My favorite thing about R was the ability to create Shiny apps and Shiny markdown documents. Originally, this server was set up to run a shiny server for apps such as my Shiny Covid Tracker. I have since migrated mostly to writing Plotly Dash apps in python, and my Covid tracker is now implemented in Dash.

Virginia Recorded Vote is my biggest dash project, a multipage Dash app that tracks and analyzes the bills and votes of the Virginia General Assembly. I use some Natural Language Processing tools for bill search, bill similarity, and topic modeling for visualizations.

  • GPX to CSV (and pandas) converter python module on pypi. Source code on github. This is the backend for the Gpx Run web app above.
  • Search Transcripts, a python module that can index a directory of transcripts, loads data into sqlite, and builds a searchable index. (Powers the ATP search engine above.)

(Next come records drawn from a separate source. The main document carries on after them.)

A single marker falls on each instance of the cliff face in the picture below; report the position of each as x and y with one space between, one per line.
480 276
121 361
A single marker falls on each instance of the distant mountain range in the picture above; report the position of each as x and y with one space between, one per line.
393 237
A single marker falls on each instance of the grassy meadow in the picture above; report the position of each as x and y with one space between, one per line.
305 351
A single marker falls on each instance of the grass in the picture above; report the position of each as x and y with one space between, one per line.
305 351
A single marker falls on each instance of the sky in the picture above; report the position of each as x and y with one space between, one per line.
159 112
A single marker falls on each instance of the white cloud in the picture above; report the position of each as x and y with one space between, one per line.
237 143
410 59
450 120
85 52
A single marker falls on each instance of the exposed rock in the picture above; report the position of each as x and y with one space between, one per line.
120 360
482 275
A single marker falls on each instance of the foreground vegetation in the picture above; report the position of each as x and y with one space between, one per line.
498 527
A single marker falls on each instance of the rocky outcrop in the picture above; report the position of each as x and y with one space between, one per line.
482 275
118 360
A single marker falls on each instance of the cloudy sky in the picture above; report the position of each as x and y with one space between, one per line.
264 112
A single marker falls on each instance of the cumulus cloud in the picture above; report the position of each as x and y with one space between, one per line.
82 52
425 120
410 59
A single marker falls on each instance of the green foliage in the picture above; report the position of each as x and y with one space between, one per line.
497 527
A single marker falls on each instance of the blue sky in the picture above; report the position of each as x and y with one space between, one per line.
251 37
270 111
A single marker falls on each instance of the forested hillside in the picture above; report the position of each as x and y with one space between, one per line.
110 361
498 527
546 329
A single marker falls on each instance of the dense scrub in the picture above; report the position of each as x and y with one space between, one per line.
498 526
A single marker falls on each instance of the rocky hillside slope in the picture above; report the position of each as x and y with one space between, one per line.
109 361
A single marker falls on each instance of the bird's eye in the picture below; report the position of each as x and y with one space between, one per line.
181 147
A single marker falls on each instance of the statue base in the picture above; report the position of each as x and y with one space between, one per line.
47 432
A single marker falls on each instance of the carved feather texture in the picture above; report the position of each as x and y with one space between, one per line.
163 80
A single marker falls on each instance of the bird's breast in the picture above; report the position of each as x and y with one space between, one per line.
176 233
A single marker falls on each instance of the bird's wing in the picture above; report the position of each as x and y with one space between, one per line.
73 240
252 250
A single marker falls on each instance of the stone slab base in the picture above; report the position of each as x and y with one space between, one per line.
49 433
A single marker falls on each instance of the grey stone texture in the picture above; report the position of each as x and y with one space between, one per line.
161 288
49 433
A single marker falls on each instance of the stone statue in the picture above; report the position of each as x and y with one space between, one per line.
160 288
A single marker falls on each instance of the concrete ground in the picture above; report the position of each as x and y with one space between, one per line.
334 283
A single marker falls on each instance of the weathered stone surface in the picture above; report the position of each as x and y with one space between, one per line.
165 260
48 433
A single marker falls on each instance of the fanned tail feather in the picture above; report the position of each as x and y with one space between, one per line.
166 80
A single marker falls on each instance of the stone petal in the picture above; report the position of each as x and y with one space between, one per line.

  • My poorly named wordle python algorithm, (Github link). Others have written more sophisticated solvers, but I enjoyed writing mine. It does not know or use the wordle solution list, but rather has custom five-letter-word dictionary created from various open source NLP corpuses. Wordlebot, a quasi-automated Twitter account, posts Wordle solutions using this code (when I remember to run it.)
  • TwitterWordle (Github link) which "solves" Wordle by analyzing tweeted scores. Can infer the solution 100% of the time (so far), sometimes with as few as 50 tweets. See also my Wordle is Fun post. Related: My analysis of the Most Popular Wordle Openers from tweets. (HTML and plotly, rendered with quarto.)
  • Dash Dataframe Table. A module that makes for enhanced from_dataframe functionality in creating Dash bootstrap tables, allowing for hyperlink from columns, and per-cell conditional styling.